2. Provisions on the jurisdiction of intellectual property courts

(1) Patent infringement disputes shall be under the jurisdiction of the people’s court at the place where the infringement occurred or the defendant’s residence.

The place of infringement includes: the place where the products alleged to infringe the invention or utility model patent rights are manufactured, used, promised for sale, sold, imported, etc.; the place where the patent method is used; the place where the products directly obtained by the patent method are used, promised for sale, sold, imported, etc.; the place where the design patent products are manufactured, sold, imported, etc.; the place where the acts of passing off other people’s patents are committed; and the place where the infringing results of the above-mentioned infringements occur.

If the plaintiff only sues the manufacturer of the infringing products and does not sue the seller, and the place of manufacture and sale of the infringing products are not the same, the People’s Court of the place of manufacture shall have jurisdiction; if the manufacturer and the seller are jointly sued, the People’s Court of the place of sale shall have jurisdiction.

If the seller is a branch of the manufacturer and the plaintiff sues the manufacturer of the infringing products for manufacturing and selling at the place of sale, the People’s Court of the place of sale shall have jurisdiction.

(2) Cases involving copyright infringement and trademark infringement shall be under the jurisdiction of the People’s Court of the place where the infringement is committed, the place where the infringing copies are stored or seized, or the defendant’s place of residence.

The storage place of infringing copies refers to the place where infringing copies are stored or concealed in large quantities or frequently; the place of seizure and detention refers to the place where the customs, copyright, industry and commerce and other administrative authorities have sealed and detained infringing copies in accordance with the law.

In copyright infringement disputes and trademark infringement disputes, for joint lawsuits filed against multiple defendants in different places where the infringement was committed, the plaintiff may choose the People’s Court at the place where the infringement of one of the defendants was committed to have jurisdiction; for lawsuits filed against only one of the defendants, the People’s Court at the place where the infringement of the defendant was committed has jurisdiction.

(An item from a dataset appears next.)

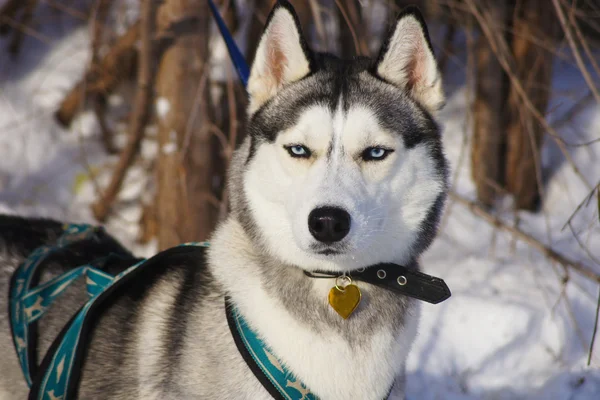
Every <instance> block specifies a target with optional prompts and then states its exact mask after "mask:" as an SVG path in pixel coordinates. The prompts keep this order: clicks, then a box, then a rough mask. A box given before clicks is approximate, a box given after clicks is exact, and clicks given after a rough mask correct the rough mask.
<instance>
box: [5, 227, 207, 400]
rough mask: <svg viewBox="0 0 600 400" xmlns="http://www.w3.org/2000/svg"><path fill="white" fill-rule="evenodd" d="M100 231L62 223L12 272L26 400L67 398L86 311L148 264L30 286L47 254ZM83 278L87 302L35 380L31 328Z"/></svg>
mask: <svg viewBox="0 0 600 400" xmlns="http://www.w3.org/2000/svg"><path fill="white" fill-rule="evenodd" d="M101 230H102V228H101V227H93V226H90V225H78V224H69V225H66V226H65V229H64V232H63V234H62V236H61V237H60V238H59V239H58V241H57V243H56V244H53V245H46V246H41V247H38V248H37V249H36V250H34V251H33V252H32V253H31V255H30V256H29V257H28V258H27V259H26V260H25V261H24V262H23V263H22V264H21V265H20V266H19V267H18V268H17V270H16V271H15V273H14V274H13V278H12V281H11V290H10V322H11V329H12V335H13V342H14V345H15V349H16V351H17V356H18V358H19V362H20V364H21V369H22V370H23V375H24V376H25V380H26V382H27V385H28V386H29V387H30V388H31V391H30V395H29V398H30V400H34V399H35V400H67V393H68V392H69V384H70V383H71V382H70V381H71V375H72V372H73V366H74V359H75V355H76V353H77V351H78V348H79V347H80V345H81V343H82V340H81V337H80V336H81V330H82V327H83V325H84V322H86V317H87V316H88V311H89V310H90V308H92V306H93V305H94V303H95V302H96V301H97V300H98V298H99V297H101V295H102V294H104V293H106V292H107V290H108V289H109V288H111V287H113V286H114V285H115V284H116V283H117V282H119V281H120V280H121V279H122V278H123V277H124V276H126V275H127V274H129V273H130V272H132V271H133V270H135V269H136V268H138V267H139V266H140V265H142V264H144V263H145V262H146V261H147V260H142V261H139V262H137V263H135V264H134V265H132V266H130V267H128V268H127V269H126V270H124V271H123V272H121V273H119V274H118V275H116V276H112V275H110V274H107V273H105V272H103V271H101V270H99V269H97V268H95V267H93V266H92V264H86V265H82V266H80V267H77V268H74V269H72V270H70V271H69V272H67V273H65V274H63V275H60V276H58V277H56V278H54V279H52V280H50V281H48V282H44V283H43V284H41V285H39V286H36V287H34V288H31V285H32V280H33V277H34V275H35V272H36V270H37V269H38V268H39V266H40V265H41V264H42V263H43V262H44V261H45V260H47V258H48V257H49V256H50V255H52V254H54V253H57V252H59V251H61V250H63V249H65V248H66V247H68V246H69V245H71V244H73V243H75V242H78V241H82V240H87V239H90V238H92V237H94V235H97V234H98V233H99V232H100V231H101ZM180 246H200V247H207V246H208V243H206V242H191V243H185V244H182V245H180ZM95 261H97V260H95ZM81 276H85V277H86V287H87V293H88V301H87V302H86V303H85V304H84V305H83V306H82V307H81V308H80V309H79V310H78V311H77V312H76V314H75V315H74V316H73V318H72V319H71V320H70V321H69V323H68V324H67V325H66V326H65V328H64V329H63V332H61V334H60V335H59V336H58V337H57V339H56V340H55V342H54V343H53V344H52V346H51V347H50V349H49V350H48V353H47V354H46V355H45V357H44V361H43V362H42V365H45V366H46V367H45V368H43V369H42V371H41V374H43V375H41V374H40V376H39V377H37V376H36V377H33V376H32V374H31V369H32V366H31V365H30V362H31V360H32V354H31V352H32V350H31V348H32V345H33V343H30V335H29V325H30V324H32V323H34V322H35V321H37V320H38V319H39V318H40V317H42V316H43V315H44V313H45V312H46V310H48V308H49V307H50V306H51V304H52V303H53V302H54V300H55V299H56V298H58V297H59V296H60V295H61V294H62V293H64V292H65V290H66V289H67V288H68V287H69V286H71V284H72V283H73V282H75V280H76V279H77V278H79V277H81ZM36 393H37V396H36Z"/></svg>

(3) Infringement disputes involving computer network copyrights shall be under the jurisdiction of the People’s Court at the place where the infringement occurred or the defendant’s residence.

The place of infringement includes the location of the network server, computer terminal and other equipment that committed the alleged infringement. If it is difficult to determine the place of infringement and the defendant’s residence, the location of the computer terminal and other equipment where the plaintiff discovered the infringing content can be regarded as the place of infringement.

(4) Infringement disputes involving computer network copyrights shall be under the jurisdiction of the Intermediate People’s Court at the place where the infringement occurred or the defendant’s residence.

If it is difficult to determine the place of infringement and the defendant’s residence, the location of the computer terminal and other equipment where the plaintiff discovered the domain name can be regarded as the place of infringement.

(5) Other intellectual property infringement disputes shall be under the jurisdiction of the people’s court at the place of infringement or the defendant’s residence.